Strapped to the top of the Crown Victoria were a pair of giant canvases, paintings in progress for Ludovic Nkoth, who was trying, somewhat stealthily, to bring them to school for his senior AP art class.
His teacher, Robert Urban, watched, amused.
“(He) would see me coming in at 7 a.m., 8 a.m. with two canvases tied to the car, and he would be like, ‘What are you doing!?’” Nkoth recalled, laughing at the memory. “It’s a huge car, but the canvas can’t fit anywhere in the car or in the trunk.”
Fast-forward to the Spring of 2022: Nkoth is flying off to London, Paris and a couple cities in Italy for gallery openings and appearances, his finished canvases carefully packed and protected for the journey across the Atlantic.
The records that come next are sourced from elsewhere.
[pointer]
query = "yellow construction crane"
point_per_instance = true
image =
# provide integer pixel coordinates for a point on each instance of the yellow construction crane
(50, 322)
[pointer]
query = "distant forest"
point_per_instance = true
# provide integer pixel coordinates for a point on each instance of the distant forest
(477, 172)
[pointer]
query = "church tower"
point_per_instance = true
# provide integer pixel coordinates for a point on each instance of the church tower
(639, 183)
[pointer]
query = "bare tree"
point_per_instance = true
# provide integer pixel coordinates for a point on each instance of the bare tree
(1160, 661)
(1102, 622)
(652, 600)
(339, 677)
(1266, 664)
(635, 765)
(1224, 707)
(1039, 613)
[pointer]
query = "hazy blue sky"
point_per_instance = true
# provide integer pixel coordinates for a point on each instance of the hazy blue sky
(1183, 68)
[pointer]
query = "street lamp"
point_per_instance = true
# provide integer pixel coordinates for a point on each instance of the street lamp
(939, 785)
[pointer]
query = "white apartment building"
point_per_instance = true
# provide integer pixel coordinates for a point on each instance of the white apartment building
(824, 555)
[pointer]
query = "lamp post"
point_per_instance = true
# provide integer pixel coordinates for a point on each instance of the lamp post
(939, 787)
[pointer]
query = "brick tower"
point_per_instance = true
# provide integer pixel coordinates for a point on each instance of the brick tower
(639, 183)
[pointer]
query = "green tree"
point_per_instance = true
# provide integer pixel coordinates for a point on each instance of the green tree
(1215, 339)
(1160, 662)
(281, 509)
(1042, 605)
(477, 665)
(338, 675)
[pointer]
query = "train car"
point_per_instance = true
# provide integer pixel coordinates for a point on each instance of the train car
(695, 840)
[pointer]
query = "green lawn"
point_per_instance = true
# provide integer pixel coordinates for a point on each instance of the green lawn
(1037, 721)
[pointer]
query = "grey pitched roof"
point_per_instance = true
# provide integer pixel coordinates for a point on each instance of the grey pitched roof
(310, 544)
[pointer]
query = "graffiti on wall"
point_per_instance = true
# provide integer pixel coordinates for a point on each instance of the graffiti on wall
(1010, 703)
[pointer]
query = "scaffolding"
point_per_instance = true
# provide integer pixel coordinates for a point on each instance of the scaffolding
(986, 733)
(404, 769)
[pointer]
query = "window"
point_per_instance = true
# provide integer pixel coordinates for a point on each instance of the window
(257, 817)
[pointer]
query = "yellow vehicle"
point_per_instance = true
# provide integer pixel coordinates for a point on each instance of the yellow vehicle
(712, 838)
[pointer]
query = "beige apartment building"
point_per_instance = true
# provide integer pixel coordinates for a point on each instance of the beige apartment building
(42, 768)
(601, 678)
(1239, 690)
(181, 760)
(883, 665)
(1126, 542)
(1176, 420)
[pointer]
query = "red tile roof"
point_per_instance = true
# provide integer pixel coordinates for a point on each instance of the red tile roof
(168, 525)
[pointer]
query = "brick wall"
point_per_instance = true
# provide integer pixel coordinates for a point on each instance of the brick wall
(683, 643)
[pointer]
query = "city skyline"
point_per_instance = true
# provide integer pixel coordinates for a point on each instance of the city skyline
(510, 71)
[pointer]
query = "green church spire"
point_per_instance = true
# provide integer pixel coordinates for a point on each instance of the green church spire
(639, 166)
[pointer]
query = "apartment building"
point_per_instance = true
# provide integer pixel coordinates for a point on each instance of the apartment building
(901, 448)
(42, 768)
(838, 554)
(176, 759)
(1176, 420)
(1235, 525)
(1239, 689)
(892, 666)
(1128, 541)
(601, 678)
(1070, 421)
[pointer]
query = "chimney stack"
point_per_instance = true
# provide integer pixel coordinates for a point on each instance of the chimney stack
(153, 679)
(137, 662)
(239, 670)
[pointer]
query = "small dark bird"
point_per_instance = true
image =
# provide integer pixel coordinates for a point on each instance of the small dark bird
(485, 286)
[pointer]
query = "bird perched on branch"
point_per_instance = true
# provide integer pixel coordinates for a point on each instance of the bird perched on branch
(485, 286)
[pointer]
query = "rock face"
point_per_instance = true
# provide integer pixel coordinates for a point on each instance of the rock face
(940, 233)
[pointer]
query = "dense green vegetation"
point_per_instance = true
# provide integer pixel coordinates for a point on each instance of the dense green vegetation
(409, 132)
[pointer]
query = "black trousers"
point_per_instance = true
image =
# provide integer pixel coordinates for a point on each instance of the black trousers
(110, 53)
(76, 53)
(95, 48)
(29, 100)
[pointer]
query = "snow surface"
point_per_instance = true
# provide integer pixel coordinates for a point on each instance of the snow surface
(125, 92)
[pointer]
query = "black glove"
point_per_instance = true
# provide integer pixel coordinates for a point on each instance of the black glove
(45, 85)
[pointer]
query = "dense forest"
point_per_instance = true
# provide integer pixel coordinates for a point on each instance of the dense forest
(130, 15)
Nkoth is considered a rising star in the contemporary art world, represented by galleries in Turin, Italy, London and Los Angeles.
His colorful, often oversized, works are in demand in the U.S., Europe and Asia. They evoke his life’s journey, across continents and cultures.
LUDOVIC NKOTH’S JOURNEY TO THE US
Ludovic Nkoth was born in 1994 in Cameroon in western Africa and moved to Spartanburg at the age of 13.
His first language was French, and he spent his first year in South Carolina learning enough English to attend middle school. Drawing was his way to interpret his new home and stay connected to Cameroon. Hip-hop was his soundtrack and helped him master his new language. Even now, he speaks with a somewhat lyrical inflection.
At Dorman, he played varsity soccer and studied music and art. He graduated in 2014 but stayed in Spartanburg to earn a degree in interdisciplinary studies at USC-Upstate.